Initially there was a runtime mismatch:

• older Homebrew CLI in PATH
• service running source checkout via dist/entry.js

This was corrected by reinstalling/restarting the LaunchAgent so it now runs dist/index.js.

After correction:

• openclaw gateway status shows service loaded
• runtime running
• RPC probe ok
• error still persists

Additional notes

• openclaw gateway probe / status now report healthy connectivity
• the issue appears to be specifically about missing operator scope in the web UI session, not general gateway reachability
• docs indicate operator.read is an operator scope used for richer control-plane metadata calls

Question

Is this expected behavior for token-auth / Tailscale Serve browser sessions, or is the Control UI failing to request / receive operator.read when authenticating in this setup?

[steipete]

Closing this as implemented after Codex review.

Current main already implements the reported behavior: Control UI token sessions in the gateway.controlUi.dangerouslyDisableDeviceAuth=true path keep operator.read instead of dropping to chat-only access, and that behavior shipped in v2026.4.22.

What I checked:

• Control UI requests operator scopes by default: The browser client always builds Control UI connects with the operator scope set including operator.read, operator.write, operator.admin, operator.approvals, and operator.pairing. (ui/src/ui/gateway.ts:403, 34896839ba22)
• Bypass path does not clear scopes: shouldClearUnboundScopesForMissingDeviceIdentity only clears unbound scopes when allowBypass is false.

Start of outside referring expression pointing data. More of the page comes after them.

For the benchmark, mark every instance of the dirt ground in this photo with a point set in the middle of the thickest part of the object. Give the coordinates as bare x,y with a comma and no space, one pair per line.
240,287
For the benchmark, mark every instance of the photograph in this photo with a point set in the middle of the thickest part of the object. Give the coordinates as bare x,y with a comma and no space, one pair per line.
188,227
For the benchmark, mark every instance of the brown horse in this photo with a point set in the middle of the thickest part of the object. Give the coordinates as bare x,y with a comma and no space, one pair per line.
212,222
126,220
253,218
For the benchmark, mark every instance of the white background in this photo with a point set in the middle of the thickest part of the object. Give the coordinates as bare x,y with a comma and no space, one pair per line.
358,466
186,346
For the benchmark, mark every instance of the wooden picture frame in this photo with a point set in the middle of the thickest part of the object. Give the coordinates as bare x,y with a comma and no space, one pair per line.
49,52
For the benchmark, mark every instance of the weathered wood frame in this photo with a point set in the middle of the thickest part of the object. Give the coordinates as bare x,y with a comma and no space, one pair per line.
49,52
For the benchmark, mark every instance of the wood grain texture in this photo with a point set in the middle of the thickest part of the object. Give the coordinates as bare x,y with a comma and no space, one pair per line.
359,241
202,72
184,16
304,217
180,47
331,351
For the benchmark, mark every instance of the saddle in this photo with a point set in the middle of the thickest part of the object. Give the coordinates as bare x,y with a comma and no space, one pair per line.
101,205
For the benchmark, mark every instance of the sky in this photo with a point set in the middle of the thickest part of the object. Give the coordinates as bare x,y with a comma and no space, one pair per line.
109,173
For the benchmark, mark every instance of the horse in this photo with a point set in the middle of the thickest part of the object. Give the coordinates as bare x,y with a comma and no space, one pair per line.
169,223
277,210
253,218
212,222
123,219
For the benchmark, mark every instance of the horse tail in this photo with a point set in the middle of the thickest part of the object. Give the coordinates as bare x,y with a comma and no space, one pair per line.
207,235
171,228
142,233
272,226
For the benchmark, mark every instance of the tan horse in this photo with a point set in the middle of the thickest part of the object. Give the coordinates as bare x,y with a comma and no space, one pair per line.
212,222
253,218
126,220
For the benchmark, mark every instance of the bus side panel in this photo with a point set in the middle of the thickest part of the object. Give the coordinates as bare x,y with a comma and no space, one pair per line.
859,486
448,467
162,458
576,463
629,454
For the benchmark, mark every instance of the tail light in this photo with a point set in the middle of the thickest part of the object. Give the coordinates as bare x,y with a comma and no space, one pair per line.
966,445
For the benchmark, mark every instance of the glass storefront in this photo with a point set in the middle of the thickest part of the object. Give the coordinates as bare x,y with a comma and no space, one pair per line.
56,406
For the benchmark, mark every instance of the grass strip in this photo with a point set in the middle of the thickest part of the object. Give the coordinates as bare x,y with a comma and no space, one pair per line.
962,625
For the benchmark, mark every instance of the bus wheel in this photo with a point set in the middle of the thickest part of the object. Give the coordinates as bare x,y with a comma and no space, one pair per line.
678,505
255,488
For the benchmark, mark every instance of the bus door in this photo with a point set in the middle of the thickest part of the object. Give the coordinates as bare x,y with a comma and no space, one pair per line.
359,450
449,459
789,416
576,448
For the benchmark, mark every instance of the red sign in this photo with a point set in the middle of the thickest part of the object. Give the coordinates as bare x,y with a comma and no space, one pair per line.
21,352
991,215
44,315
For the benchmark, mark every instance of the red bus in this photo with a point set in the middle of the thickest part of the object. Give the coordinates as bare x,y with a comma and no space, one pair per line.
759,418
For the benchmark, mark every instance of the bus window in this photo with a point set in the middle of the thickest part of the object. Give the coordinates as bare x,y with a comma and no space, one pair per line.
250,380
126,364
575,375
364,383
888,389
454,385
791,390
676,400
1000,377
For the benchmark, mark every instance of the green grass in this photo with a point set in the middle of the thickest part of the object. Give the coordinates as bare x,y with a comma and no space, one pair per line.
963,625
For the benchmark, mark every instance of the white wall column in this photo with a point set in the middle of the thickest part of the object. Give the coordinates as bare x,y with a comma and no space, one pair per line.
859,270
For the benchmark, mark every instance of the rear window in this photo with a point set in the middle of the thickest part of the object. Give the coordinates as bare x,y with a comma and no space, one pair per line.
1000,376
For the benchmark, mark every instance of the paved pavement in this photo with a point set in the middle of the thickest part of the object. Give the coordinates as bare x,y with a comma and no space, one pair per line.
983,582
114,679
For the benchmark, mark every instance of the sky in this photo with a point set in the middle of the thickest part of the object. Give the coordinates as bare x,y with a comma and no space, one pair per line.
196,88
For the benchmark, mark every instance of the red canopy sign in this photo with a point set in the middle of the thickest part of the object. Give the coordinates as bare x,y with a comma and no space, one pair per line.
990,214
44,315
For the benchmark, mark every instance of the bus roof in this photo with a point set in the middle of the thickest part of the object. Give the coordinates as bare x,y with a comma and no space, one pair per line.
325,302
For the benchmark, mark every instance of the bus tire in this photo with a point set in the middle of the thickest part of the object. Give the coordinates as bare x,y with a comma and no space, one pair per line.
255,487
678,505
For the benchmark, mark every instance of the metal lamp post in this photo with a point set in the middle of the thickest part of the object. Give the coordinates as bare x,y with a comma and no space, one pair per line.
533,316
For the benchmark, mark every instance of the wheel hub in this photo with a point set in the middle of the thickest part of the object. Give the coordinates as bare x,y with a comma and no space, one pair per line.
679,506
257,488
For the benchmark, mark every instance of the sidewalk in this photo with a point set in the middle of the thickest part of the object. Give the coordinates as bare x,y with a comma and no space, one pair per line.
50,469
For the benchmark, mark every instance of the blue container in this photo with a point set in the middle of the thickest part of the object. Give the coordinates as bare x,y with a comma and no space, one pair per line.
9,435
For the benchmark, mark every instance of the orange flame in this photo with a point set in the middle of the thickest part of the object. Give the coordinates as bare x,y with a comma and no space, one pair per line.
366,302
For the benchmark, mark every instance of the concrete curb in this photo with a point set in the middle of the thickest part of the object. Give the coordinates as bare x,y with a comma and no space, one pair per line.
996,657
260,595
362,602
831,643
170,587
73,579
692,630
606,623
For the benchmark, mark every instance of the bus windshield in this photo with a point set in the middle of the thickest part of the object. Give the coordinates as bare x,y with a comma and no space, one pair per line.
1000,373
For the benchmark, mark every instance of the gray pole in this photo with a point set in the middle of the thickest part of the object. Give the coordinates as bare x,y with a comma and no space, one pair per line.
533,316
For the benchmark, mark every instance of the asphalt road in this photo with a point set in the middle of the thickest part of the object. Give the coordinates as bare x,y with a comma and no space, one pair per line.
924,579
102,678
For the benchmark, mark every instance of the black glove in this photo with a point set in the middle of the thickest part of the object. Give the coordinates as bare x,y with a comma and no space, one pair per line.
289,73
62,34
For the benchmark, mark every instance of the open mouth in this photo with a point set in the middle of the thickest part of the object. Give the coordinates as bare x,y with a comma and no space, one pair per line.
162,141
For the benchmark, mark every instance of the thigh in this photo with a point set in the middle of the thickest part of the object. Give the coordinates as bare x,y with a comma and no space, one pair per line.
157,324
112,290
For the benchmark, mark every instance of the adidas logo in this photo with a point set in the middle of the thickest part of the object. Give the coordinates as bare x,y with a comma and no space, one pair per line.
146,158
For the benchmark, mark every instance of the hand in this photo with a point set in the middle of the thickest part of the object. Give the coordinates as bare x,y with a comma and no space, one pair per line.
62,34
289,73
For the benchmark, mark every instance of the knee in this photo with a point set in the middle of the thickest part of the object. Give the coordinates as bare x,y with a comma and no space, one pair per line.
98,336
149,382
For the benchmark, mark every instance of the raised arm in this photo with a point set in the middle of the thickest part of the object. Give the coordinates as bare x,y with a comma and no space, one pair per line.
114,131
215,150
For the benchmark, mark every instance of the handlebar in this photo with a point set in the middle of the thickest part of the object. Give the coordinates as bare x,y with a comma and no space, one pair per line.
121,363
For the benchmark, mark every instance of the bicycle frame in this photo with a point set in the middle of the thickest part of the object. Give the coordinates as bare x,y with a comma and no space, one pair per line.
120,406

With gateway.controlUi.dangerouslyDisableDeviceAuth=true, allowBypass is true, so the missing-device Control UI bypass keeps requested scopes. (src/gateway/server/ws-connection/connect-policy.ts:84, 34896839ba22)
• Handshake applies the preserved-scope rule: The connect handler only calls clearUnboundScopes() when shouldClearUnboundScopesForMissingDeviceIdentity(...) says to do so; in the bypass case it skips that clearing before allowing the session. (src/gateway/server/ws-connection/message-handler.ts:621, 34896839ba22)
• Release-covered regression test matches the report: The Control UI auth suite has an explicit test for dangerouslyDisableDeviceAuth=true plus token auth. It asserts the connect succeeds and helloOk.auth.scopes equals ["operator.read"], with a succeeding health call. The same test is present in release v2026.4.22. (src/gateway/server.auth.control-ui.suite.ts:427, 00bd2cf7a376)
• Docs now describe the intended Serve and break-glass flows: Current docs distinguish Tailscale Serve identity-header auth from explicit token/password auth and document gateway.controlUi.dangerouslyDisableDeviceAuth=true as the break-glass path for device-less Control UI sessions. Public docs: docs/web/control-ui.md. (docs/web/control-ui.md:228, 34896839ba22)

So I’m closing this as already implemented rather than keeping a duplicate issue open.

Review notes: reviewed against 34896839ba22; fix evidence: release v2026.4.22, commit 00bd2cf7a376.